安藤麻

チーム体制を新たに世界に挑むアルペンスキーの日本代表。シーズンイン直前に今シーズンもJ SPORTSのFIS W杯中継の実況を務める吉田 暁央アナウンサーが若き代表選手たちの本音に迫った。若きSNOW JAPANアルペンスキーヤーの素顔とは?

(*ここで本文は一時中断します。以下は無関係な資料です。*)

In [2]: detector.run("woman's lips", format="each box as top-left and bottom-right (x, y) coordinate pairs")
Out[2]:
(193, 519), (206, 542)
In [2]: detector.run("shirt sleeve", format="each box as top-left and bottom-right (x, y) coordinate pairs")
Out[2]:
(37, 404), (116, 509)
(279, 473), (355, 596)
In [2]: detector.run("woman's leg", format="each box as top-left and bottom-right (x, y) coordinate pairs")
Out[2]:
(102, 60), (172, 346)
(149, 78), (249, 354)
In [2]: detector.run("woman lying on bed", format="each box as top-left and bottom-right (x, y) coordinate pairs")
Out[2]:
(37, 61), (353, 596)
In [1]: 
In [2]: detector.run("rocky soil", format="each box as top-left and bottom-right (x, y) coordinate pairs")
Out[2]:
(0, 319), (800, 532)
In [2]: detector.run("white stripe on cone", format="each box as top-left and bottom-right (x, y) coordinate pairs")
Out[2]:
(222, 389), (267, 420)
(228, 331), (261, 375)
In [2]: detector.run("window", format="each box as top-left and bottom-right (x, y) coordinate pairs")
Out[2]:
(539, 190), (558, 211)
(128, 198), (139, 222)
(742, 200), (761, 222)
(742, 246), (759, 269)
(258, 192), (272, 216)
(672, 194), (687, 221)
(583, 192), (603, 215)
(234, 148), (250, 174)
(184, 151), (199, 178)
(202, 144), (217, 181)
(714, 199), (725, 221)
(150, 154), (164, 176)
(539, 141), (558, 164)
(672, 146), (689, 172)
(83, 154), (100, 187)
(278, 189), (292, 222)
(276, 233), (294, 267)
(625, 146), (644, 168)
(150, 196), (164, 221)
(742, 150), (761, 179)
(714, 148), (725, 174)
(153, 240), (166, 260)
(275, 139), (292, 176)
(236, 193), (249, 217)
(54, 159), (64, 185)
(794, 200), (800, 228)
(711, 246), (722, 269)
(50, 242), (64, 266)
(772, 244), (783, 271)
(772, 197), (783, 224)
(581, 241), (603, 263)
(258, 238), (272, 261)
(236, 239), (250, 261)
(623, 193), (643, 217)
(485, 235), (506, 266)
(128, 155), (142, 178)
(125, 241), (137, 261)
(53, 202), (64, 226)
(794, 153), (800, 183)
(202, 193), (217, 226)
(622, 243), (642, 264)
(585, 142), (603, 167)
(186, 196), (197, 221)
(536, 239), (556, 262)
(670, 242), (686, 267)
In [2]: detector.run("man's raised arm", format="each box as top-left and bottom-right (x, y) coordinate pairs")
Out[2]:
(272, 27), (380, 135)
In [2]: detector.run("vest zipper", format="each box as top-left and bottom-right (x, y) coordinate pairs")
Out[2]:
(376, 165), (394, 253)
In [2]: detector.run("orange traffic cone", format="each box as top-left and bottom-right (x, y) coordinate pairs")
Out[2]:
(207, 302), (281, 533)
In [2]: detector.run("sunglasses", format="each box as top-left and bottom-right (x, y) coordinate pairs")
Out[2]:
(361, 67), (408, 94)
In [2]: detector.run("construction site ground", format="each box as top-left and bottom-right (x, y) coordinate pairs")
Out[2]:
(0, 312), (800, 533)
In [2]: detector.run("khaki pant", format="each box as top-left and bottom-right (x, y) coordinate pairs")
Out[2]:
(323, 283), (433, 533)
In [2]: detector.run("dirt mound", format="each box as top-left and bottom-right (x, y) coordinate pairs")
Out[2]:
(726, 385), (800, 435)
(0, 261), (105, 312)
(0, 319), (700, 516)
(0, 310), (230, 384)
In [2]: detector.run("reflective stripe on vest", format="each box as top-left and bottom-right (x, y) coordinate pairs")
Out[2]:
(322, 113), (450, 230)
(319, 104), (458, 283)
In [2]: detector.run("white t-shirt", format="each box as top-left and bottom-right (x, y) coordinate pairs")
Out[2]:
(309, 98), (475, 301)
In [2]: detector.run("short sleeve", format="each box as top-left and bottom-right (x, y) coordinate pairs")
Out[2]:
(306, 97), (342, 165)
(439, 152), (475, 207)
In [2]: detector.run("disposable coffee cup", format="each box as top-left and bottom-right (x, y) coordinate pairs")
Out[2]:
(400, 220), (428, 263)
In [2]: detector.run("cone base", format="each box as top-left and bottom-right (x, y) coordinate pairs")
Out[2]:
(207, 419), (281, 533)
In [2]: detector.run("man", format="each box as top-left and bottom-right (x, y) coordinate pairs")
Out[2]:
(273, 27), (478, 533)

第3回目は名実共に日本女子アルペンのエースとなった安藤麻選手(東洋大学)。五輪での経験はどう活かされているのか、今シーズンの展望を伺った。

2本目に残れるようなってついた自信

安藤麻

吉田:
早速ですが、初めて出場した五輪の印象は?

安藤:
五輪は幼い頃からの夢であり目標としていた大舞台でした。ただ何回もファーイーストカップで滑っている地なので緊張はあまりせず、ただ頑張ろうという思いでした。しかし、五輪は五輪。思ったような結果を簡単に出させてもらえるような場所ではなかったです。

吉田:
そこで掴めたものはありましたか。

安藤:
2年前、世界選手権に初出場した際、緊張して緊張して…今回の五輪もあまり結果が良くなくて…。どんどん舞台が大きくなるにつれ、プレッシャーも大きくなるので技術面はもちろんですが、メンタル面を鍛える重要性に気づきました。

吉田:
お姉さん二人(長谷川絵美、清澤恵美子)が引退されて、日本女子アルペン界では名実ともにトップランナーとなったわけですが、ご自身はどのように思われていますか。

安藤:
恵美子さんには「辞めるのを辞めませんか」と何度も言っていたので(笑)心細いです。関係者にとっても上二人が抜けると頼りないなと感じていると思うのですが、そう思わせない実力を付けて4年後に向け頑張っていくしかないという気持ちをもっています。

吉田:
昨シーズンはGSで1回、SLで2回ポイントを取っています。こうやったら2本目に残れるという感覚は掴めましたか。

安藤:
開幕戦(GS・ゾルデン)に関しては、シーズン前からSLの調子が良くて、今シーズン残れるならSLだと思っていましたが、GSで結果が出たので、自分が2本目に残れるんだ…と正直驚きました(笑)。後半戦のSL2戦(クラニスカゴラ、フラッハウ)は五輪出場がほぼ決まっていたので、ダメだったらしょうがないと割り切って滑ったら結果がでました。自信をもって思いっきり滑るという感覚が掴めたのかもしれません。

吉田:
後半戦のSL2戦で2本目に残ったとき、ポイントをきちんと取るのか、更なるジャンプアップを狙っていくのか、どちらの気持ちでしたか。

安藤:
開幕戦で残ったときは、転びたくない、ゴールしたい、でも遅く滑りたくないという気持ちの葛藤がありました。ただ、スタートしたらそういう気持ちは消えて、滑り下りるだけでしたけどね。後半戦の2戦目、3戦目になってくると2本目に残れるという感覚が分かってきたので、気持ちの迷いもなく“リスクを負わなければ結果が伴わない、ノーリスクノーリターンだ!”というマインドに変わりました。コースアウトを気にしてもしょうがないですし、ダメだったらまたチャレンジするだけですから。ただ残っても30番目ギリギリなので、これを安定して上位に持っていけるよう頑張っていきたいです。

吉田:
かなり自信がついてきたんですね。

安藤:
はい!

吉田:
世界で戦うため、安藤選手が他の選手に負けないぞ、という強みはありますか。

安藤:
周りに影響されない気持ち的な強さですね。もともと緊張しないタイプですし、他人に流されることもないので。